Projet de loi modificatif--Deuxième lecture--Ajournement du débat

24 novembre 2022


Propose que le projet de loi S-11, Loi no 4 visant à harmoniser le droit fédéral avec le droit civil du Québec et modifiant certaines lois pour que chaque version linguistique tienne compte du droit civil et de la common law, soit lu pour la deuxième fois.

 — Honorables sénateurs, je prends la parole aujourd’hui au sujet du projet de loi S-11, Loi no 4 visant à harmoniser le droit fédéral avec le droit civil du Québec et modifiant certaines lois pour que chaque version linguistique tienne compte du droit civil et de la common law. Je suis fière d’être la marraine de ce projet de loi et je tiens à exprimer ma reconnaissance envers le personnel du ministère de la Justice, qui a fait le gros du travail.

Le projet de loi S-11 est une mesure législative technique et volumineuse. En effet, il compte 161 pages et 639 articles. Il modifie 51 lois relevant de neuf ministères fédéraux. C’est aussi le résultat de plusieurs décennies de travail, et j’aimerais vous donner un aperçu de la démarche qui nous a amenés à ce projet de loi — le quatrième d’une série de projets de loi d’harmonisation.

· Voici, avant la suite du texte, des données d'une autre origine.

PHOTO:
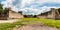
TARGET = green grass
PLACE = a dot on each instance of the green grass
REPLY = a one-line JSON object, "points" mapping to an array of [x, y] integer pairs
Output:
{"points": [[9, 26], [47, 22]]}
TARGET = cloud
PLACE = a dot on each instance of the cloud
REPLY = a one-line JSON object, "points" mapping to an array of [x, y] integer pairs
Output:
{"points": [[7, 3], [31, 6]]}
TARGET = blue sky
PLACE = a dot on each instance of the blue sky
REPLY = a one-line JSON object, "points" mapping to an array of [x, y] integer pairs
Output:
{"points": [[31, 6]]}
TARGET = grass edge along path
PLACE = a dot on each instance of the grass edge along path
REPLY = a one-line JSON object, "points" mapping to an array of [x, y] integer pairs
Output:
{"points": [[9, 26], [47, 22]]}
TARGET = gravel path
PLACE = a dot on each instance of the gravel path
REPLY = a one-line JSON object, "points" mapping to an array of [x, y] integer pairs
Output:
{"points": [[8, 21], [35, 27]]}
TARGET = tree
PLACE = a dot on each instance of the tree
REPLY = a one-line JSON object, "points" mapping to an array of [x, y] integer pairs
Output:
{"points": [[1, 9], [59, 10]]}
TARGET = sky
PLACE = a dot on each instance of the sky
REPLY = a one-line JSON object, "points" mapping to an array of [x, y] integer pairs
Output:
{"points": [[31, 6]]}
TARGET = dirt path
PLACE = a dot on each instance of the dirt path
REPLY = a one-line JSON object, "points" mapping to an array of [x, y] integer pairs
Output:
{"points": [[35, 27], [8, 21]]}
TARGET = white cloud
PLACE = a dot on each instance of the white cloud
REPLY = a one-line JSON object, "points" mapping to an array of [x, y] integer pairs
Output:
{"points": [[22, 3]]}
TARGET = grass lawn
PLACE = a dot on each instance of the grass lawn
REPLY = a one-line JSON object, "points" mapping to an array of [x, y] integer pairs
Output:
{"points": [[47, 22], [9, 26]]}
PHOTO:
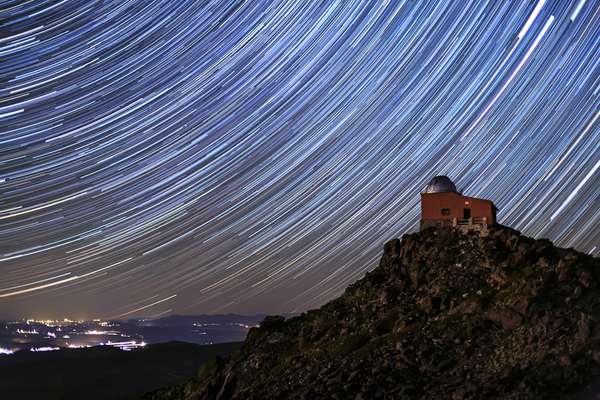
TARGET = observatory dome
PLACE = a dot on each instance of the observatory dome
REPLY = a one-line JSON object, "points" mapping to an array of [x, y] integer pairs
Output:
{"points": [[440, 184]]}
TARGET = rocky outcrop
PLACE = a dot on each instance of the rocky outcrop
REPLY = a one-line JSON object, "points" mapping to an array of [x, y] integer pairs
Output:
{"points": [[444, 315]]}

J’aimerais également vous dire pourquoi je suis la marraine de ce projet de loi.

Je suis diplômée du programme de droit civil et de common law de l’Université d’Ottawa. Je l’ai mentionné dans mon discours sur le projet de loi S-215, parrainé par la sénatrice Moncion et intitulé Loi concernant des mesures visant la stabilité financière des établissements d’enseignement postsecondaire. Ce cadeau unique, cette occasion unique d’apprendre en français et en anglais, c’est quelque chose qui me tient à cœur.

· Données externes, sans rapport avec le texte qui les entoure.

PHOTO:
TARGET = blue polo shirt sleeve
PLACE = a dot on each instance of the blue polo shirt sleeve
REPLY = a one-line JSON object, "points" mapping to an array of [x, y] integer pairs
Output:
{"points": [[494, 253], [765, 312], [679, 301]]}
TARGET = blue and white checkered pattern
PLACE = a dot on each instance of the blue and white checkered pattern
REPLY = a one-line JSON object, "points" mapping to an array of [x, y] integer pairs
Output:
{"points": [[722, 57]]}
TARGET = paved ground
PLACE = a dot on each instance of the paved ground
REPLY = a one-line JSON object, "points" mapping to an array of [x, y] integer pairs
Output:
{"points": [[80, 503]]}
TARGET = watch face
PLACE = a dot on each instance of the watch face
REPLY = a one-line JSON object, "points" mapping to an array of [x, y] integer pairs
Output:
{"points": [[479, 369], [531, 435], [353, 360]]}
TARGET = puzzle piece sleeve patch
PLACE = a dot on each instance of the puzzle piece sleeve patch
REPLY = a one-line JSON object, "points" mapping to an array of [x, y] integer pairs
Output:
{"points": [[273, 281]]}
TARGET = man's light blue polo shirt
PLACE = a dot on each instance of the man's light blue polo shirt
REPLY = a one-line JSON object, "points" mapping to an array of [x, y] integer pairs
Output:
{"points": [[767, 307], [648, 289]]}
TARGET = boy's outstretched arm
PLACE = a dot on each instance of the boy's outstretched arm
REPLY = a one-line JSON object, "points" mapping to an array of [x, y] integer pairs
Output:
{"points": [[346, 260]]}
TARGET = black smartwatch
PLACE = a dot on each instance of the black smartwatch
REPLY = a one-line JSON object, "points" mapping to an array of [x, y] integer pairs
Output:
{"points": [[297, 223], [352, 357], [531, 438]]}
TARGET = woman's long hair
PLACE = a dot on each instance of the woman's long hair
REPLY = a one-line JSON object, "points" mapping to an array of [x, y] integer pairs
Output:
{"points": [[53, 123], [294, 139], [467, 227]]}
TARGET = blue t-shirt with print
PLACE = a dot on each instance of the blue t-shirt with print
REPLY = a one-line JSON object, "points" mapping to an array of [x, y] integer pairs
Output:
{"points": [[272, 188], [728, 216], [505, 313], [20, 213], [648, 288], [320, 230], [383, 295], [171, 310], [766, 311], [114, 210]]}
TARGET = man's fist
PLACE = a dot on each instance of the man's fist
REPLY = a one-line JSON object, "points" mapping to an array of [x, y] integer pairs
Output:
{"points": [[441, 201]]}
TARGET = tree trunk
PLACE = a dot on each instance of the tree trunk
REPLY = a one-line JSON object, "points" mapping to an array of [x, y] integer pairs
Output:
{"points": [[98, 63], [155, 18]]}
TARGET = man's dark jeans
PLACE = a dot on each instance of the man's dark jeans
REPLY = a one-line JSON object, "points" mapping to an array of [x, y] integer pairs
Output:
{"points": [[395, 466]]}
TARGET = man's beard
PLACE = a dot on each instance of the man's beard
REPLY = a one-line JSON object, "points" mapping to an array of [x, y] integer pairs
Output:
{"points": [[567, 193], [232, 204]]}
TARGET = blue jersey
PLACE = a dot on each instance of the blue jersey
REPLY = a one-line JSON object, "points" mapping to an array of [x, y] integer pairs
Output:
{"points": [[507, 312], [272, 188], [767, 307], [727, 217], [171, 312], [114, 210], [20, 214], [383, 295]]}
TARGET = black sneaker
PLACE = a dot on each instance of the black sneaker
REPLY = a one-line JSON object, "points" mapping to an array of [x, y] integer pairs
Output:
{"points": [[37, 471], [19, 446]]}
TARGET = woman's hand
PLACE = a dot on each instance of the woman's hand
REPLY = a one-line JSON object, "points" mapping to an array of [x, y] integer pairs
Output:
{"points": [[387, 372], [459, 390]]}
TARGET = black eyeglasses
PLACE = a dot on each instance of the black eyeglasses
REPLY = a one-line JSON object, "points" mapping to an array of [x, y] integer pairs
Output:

Imaginez donc ma surprise quand le projet de loi S-11 a été présenté au Sénat. Lorsque j’ai entendu le titre, j’ai soudainement levé la tête. Je me suis dit que cela faisait partie de mon histoire. En tant qu’ancienne Québécoise devenue Franco-Ontarienne, ce projet de loi touche directement le début de ma carrière juridique.

Je me rappelle mon premier jour à la Faculté de droit. Dès ce moment-là, j’ai appris en quoi consistaient les deux systèmes juridiques distincts du Canada. Il était important pour moi de les comprendre tous les deux : si le Canada avait adopté la common law et le droit civil, j’allais faire de même.

L’inclusion de deux langues et de deux traditions juridiques ainsi que l’héritage des deux peuples fondateurs signifient que nous sommes constamment confrontés à des enjeux complexes. Compte tenu de cette situation, j’ai bon espoir que le Canada sera également capable de mieux accepter la diversité et de faire le travail nécessaire pour assurer la vérité et la réconciliation. Je reviendrai là-dessus dans un moment. Pour l’instant, permettez-moi de vous parler brièvement des fondements historiques de la réalité canadienne actuelle et de sa complexité.

En 1774, l’Acte de Québec a établi et officialisé la coexistence au Canada des deux traditions juridiques que sont le droit civil et la common law. Après leur victoire décisive, les Anglais ont jeté les bases d’une colonie comprenant des catholiques et des protestants, des anglophones et des francophones, la common law et le droit civil. La common law n’est pas inscrite dans la loi; c’est un régime juridique qui a évolué en un système de règles fondé sur des précédents. Ces règles guident les juges dans la prise de décisions dans des affaires similaires à celles qui figurent dans la jurisprudence.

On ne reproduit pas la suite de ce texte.